Following its success in Australia, ClassBento expanded its services to the UK on 27 November 2020, during the COVID-19 lockdowns, establishing a base in Newcastle upon Tyne. In 2021, as COVID-19 restrictions began to ease globally, ClassBento launched in the United States, initially concentrating on the San Francisco Bay Area and New York City, offering in-person creative workshops run by local artisans alongside virtual classes.

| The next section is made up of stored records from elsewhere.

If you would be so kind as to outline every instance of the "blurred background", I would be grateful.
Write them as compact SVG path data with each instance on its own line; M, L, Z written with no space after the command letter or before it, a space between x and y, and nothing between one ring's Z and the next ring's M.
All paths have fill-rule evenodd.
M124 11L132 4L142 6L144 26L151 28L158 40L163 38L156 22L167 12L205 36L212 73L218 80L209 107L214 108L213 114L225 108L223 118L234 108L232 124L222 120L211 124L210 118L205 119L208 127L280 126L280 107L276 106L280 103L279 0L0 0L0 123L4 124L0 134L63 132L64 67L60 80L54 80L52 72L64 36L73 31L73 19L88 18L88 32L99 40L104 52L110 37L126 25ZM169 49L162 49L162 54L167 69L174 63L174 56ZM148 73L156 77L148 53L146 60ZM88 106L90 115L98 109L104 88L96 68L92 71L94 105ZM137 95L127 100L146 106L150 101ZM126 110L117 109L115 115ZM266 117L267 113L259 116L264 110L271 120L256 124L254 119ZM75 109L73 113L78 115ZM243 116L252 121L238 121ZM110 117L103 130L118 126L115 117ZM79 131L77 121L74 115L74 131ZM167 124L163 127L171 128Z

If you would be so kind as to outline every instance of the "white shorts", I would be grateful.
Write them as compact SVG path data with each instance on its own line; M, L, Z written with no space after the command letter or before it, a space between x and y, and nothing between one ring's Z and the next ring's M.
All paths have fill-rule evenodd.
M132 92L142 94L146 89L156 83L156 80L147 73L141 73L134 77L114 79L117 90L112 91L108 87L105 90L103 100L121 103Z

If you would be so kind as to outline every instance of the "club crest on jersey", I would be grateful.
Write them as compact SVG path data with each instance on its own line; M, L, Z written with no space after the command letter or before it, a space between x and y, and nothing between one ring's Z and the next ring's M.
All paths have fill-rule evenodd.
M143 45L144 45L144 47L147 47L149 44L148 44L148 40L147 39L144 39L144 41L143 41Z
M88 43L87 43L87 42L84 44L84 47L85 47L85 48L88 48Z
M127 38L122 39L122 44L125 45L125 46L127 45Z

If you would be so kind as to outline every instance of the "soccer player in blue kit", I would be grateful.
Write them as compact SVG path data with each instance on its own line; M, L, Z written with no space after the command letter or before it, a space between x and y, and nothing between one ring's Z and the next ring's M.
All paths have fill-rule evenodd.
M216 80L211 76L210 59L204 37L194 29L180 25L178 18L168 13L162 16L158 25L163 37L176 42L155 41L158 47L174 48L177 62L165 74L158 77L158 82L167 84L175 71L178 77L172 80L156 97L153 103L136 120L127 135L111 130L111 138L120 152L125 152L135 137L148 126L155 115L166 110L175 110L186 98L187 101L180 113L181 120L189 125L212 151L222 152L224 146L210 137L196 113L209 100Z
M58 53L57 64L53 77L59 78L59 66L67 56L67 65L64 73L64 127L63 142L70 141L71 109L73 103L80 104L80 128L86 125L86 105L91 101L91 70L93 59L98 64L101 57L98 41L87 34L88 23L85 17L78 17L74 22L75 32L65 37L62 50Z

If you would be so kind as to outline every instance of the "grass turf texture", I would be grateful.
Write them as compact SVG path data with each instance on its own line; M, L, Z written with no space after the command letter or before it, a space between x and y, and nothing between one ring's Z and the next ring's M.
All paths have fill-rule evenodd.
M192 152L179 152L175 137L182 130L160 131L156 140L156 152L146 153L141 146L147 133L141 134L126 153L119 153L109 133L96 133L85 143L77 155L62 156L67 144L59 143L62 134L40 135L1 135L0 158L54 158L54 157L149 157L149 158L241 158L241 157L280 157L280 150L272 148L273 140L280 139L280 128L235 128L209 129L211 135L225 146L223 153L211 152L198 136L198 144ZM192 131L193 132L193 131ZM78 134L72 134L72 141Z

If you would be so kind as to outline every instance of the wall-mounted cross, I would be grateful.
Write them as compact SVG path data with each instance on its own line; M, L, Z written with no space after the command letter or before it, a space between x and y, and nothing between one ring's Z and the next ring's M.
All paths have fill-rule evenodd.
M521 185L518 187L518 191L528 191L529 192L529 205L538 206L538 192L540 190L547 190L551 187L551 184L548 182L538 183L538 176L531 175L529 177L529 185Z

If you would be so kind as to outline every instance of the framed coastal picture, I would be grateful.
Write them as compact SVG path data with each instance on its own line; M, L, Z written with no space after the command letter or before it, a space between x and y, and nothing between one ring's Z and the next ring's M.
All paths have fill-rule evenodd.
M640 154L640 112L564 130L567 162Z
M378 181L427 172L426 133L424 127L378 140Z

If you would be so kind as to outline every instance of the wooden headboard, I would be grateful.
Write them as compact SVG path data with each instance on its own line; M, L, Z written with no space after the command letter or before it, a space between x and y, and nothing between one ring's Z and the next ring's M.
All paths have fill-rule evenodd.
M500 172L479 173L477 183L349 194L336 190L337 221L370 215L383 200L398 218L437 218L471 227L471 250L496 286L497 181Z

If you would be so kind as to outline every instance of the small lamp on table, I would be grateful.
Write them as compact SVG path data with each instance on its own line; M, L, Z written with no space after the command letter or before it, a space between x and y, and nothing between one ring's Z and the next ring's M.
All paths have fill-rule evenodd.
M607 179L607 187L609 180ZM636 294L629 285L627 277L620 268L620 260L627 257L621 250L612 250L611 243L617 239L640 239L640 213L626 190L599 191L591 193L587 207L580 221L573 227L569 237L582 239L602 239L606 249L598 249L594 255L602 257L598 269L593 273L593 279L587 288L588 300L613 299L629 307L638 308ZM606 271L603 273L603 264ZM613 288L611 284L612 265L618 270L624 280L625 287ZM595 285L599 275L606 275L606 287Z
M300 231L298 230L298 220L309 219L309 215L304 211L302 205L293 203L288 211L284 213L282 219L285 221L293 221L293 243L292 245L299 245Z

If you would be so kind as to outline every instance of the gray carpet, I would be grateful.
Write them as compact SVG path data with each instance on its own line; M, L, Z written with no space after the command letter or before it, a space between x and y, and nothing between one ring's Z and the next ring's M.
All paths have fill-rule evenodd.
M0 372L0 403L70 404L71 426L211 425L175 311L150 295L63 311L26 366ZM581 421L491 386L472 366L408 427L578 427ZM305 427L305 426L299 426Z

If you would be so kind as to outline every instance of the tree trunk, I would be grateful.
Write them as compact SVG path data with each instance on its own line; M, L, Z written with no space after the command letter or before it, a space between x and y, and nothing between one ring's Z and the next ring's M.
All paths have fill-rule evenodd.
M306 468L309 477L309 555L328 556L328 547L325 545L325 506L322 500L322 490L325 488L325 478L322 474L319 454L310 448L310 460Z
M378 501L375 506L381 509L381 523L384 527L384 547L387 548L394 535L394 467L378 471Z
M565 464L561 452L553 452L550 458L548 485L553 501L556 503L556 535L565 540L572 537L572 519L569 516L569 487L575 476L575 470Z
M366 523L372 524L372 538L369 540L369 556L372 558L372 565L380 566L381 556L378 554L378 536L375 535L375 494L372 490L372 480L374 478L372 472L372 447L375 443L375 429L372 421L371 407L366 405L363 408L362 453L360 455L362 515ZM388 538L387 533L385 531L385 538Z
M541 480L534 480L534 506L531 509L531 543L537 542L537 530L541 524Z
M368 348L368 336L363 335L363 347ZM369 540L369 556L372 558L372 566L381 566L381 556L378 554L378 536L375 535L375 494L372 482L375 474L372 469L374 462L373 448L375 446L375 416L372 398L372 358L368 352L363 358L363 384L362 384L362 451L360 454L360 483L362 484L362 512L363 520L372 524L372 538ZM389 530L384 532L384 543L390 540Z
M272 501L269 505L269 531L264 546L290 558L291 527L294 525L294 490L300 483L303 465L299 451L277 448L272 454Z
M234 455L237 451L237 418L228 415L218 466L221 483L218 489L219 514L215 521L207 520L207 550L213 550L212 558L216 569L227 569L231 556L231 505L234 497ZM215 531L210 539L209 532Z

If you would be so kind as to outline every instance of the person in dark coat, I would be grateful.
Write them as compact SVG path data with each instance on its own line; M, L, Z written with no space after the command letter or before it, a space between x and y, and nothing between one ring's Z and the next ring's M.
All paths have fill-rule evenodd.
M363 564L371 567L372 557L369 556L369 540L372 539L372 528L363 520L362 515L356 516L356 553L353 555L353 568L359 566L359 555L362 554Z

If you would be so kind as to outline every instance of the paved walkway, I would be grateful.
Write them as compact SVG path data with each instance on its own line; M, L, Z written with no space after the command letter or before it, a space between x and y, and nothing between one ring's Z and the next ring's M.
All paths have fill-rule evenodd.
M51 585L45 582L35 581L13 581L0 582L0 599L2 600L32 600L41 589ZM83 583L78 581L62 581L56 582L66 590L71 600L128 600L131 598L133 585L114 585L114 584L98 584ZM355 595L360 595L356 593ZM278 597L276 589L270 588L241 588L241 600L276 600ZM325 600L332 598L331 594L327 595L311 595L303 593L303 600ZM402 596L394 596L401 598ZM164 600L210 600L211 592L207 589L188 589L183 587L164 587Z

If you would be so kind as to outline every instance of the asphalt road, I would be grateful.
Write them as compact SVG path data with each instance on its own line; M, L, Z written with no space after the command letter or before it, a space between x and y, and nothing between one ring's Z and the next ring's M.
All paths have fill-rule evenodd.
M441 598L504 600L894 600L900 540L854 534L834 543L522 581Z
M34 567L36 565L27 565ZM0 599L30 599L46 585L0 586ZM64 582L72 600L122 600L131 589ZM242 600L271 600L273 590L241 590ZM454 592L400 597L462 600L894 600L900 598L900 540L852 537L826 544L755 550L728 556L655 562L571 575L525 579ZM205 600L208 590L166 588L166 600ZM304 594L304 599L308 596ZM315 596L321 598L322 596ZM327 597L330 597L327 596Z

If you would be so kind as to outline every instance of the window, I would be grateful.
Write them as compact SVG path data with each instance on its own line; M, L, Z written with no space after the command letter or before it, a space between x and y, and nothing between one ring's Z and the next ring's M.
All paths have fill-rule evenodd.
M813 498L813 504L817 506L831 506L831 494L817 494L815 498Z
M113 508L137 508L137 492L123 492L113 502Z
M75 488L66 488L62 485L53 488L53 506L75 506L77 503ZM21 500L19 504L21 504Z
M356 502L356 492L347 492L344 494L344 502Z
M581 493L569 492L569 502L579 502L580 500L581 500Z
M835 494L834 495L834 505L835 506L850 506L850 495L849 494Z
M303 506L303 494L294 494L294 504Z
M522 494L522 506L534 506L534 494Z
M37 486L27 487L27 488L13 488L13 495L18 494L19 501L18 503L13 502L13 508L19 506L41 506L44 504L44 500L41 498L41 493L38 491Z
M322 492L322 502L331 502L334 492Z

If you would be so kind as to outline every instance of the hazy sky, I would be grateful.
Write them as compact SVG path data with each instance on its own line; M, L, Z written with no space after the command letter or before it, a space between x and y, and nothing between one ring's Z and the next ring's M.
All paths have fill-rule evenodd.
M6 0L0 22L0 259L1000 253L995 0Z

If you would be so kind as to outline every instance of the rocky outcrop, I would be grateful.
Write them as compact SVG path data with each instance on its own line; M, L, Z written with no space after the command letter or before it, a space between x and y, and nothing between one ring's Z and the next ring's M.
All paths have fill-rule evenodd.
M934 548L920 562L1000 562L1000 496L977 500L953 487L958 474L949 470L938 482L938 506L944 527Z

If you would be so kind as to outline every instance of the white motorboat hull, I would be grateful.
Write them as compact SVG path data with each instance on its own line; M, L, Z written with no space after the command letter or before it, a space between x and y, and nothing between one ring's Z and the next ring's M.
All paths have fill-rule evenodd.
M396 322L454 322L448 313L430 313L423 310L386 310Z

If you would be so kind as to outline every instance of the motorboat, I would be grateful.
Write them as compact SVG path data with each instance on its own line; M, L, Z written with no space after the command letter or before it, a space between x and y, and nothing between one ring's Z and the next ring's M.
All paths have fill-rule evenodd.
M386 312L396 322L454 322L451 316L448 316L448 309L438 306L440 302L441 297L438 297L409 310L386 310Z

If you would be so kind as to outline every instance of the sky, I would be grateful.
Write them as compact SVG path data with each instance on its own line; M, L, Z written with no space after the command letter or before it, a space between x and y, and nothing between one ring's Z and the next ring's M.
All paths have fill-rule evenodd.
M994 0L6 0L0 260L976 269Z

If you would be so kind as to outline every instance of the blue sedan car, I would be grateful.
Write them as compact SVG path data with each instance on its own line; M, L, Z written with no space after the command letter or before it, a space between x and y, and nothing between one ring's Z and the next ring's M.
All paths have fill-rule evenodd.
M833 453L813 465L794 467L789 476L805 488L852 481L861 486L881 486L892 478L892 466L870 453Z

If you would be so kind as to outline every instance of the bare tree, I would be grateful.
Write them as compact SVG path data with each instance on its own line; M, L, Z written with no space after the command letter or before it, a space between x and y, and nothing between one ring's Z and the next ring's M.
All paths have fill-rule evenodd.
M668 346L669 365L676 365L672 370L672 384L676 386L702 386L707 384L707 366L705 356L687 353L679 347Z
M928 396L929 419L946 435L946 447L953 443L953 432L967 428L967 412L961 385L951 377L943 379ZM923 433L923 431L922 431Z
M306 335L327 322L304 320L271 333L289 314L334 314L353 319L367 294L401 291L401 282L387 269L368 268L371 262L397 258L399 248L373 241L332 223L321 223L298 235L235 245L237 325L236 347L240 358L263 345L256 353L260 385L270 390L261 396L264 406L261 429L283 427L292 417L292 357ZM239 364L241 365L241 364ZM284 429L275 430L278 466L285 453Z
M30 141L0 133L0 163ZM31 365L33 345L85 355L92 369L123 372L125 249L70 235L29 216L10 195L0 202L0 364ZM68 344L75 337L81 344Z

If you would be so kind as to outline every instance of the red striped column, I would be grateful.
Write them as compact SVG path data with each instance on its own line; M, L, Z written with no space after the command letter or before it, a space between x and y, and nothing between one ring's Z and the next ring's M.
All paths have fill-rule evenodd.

ClassBento's US operations have been covered by U.S. News & World Report, which noted that the company offers in-person classes in the Bay Area and New York City as well as virtual workshops connecting customers with local artisans. Its San Francisco Bay Area presence has also been featured in the local lifestyle publication 7x7, which highlighted its creative classes for adults and children.

ClassBento donates to Dementia Australia with every booking made through its Australian platform and has a charity partnership with Mental Health UK in the United Kingdom. In the United States, the company is listed as a cause-marketing partner of the National Alliance on Mental Illness (NAMI).

Later that year, in December 2021, ClassBento's UK branch received the Silver Positive Impact Award at the SME National Business Awards.

In December 2024, ClassBento acquired Obby, a UK-based online creative workshops marketplace, expanding its United Kingdom inventory of teachers and classes.

== Achievements and milestones ==
Throughout its operation, ClassBento has been acknowledged by several institutions and has received various accolades. The platform was honoured at the Sydney Young Entrepreneur Awards, where Tabari and Wang won the Arts & Culture category in 2021, and received the Silver Positive Impact Award at the UK SME National Business Awards in 2021. In addition, ClassBento has been featured in prominent publications including Vogue Australia and Time Out.